Hi @Jetendrakumar1991

This regards SailPoint IIQ. Sorry for not including that in the message.

Thanks,

6

Hi @AdrianBialorucki ,

Following my suggestions:

Steps:

  1. Log in to IdentityIQ: Access your IdentityIQ administrative console.

  2. Navigate to Report Creation:

    • Go to Setup (or “Global Settings” in older versions).

    • Click on Tasks.

    • On the Tasks page, you’ll see a list of existing tasks. Look for a button or link to “New Task” or “New Report”. Click that.

  3. Choose Report Type:

    • From the “Task Type” dropdown, select “Report”.

    • You’ll then need to choose a “Report Template”. For audit events, the most relevant template is usually “AuditEvent Report”. Select this.

  4. Configure Report Details:

    • Name: Give your report a meaningful name (e.g., “Daily Audit Events Export”).

    • Description: Briefly explain what the report does.

    • Report Parameters (Crucial for what you extract):

      • Selection Criteria: This is where you define which audit events you want.

        • Date Range: Specify a start and end date/time (e.g., “Last 24 Hours”, “Specific Date Range”). This is vital to avoid extracting millions of events every time.

        • Event Types: You can filter for specific events (e.g., “Login”, “PasswordChange”, “IdentityModified”, “AccessRequestApproved”). If left blank, it will include all.

        • Actor/Target: Filter by who performed the action or on what object the action was performed.

      • Columns: Choose which pieces of information from each audit event you want in your CSV. Common choices include: ID, Created Date, Event Name, Action, Target Name, Target Type, Actor Name, Actor Type, Application, Result, Comments.

    • Output Options :

      • Output Type: Select “CSV”.

      • File Path: This is where you tell IdentityIQ to save the CSV file.

        • If on the IIQ Host Server: Provide a full path like /opt/sailpoint/identityiq/data/audit_exports/audit_events.csv (for Linux) or C:\SailPoint\IdentityIQ\data\audit_exports\audit_events.csv (for Windows).

        • If on a Shared Drive: If your IIQ server has a network drive mapped or mounted, you can use that path directly (e.g., \\YourFileServer\ShareName\audit_exports\audit_events.csv for Windows shares, or /mnt/your_share/audit_exports/audit_events.csv for mounted Linux shares).

  5. Save the Report: Click “Save” to store your report configuration.

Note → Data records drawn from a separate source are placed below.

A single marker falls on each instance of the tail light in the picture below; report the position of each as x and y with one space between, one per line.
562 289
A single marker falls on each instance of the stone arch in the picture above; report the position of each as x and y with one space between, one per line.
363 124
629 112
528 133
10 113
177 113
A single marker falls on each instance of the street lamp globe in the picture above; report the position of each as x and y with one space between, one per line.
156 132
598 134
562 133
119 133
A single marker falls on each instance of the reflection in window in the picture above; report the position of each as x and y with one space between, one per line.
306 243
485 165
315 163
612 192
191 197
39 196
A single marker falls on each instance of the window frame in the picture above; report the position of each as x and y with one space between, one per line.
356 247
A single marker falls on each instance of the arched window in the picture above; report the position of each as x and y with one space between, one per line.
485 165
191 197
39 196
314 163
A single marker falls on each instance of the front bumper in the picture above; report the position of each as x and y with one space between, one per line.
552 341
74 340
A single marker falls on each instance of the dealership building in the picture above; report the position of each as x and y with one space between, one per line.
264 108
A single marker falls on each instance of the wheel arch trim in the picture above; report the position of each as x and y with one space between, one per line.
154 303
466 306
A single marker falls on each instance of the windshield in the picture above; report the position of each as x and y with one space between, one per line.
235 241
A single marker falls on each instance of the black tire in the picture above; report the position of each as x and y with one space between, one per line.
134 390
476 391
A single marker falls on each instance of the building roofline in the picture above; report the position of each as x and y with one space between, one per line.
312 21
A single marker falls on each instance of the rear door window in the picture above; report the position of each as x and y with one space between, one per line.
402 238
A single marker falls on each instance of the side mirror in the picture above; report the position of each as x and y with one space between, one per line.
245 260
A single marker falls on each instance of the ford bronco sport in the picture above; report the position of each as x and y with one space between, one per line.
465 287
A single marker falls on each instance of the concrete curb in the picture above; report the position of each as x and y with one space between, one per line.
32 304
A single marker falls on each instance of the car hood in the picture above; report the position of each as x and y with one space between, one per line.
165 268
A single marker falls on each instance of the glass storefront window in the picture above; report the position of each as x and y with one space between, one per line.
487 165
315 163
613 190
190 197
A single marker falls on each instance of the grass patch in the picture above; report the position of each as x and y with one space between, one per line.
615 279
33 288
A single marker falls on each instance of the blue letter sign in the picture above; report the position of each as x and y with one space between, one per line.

  6. Run or Schedule the Report:

    • Immediate Run: On the Report’s page, you can click “Execute” to run it right away for testing.

    • Scheduling: To automate this, go back to Setup > Tasks.

      • Find your newly created report task in the list.

      • Click on it to edit.

      • Go to the “Schedule” tab.

      • Set your desired schedule (e.g., “Daily”, “Weekly”, “Monthly”) and specify the time.

      • Save the task.

thanks

7

This topic was automatically closed 60 days after the last reply. New replies are no longer allowed.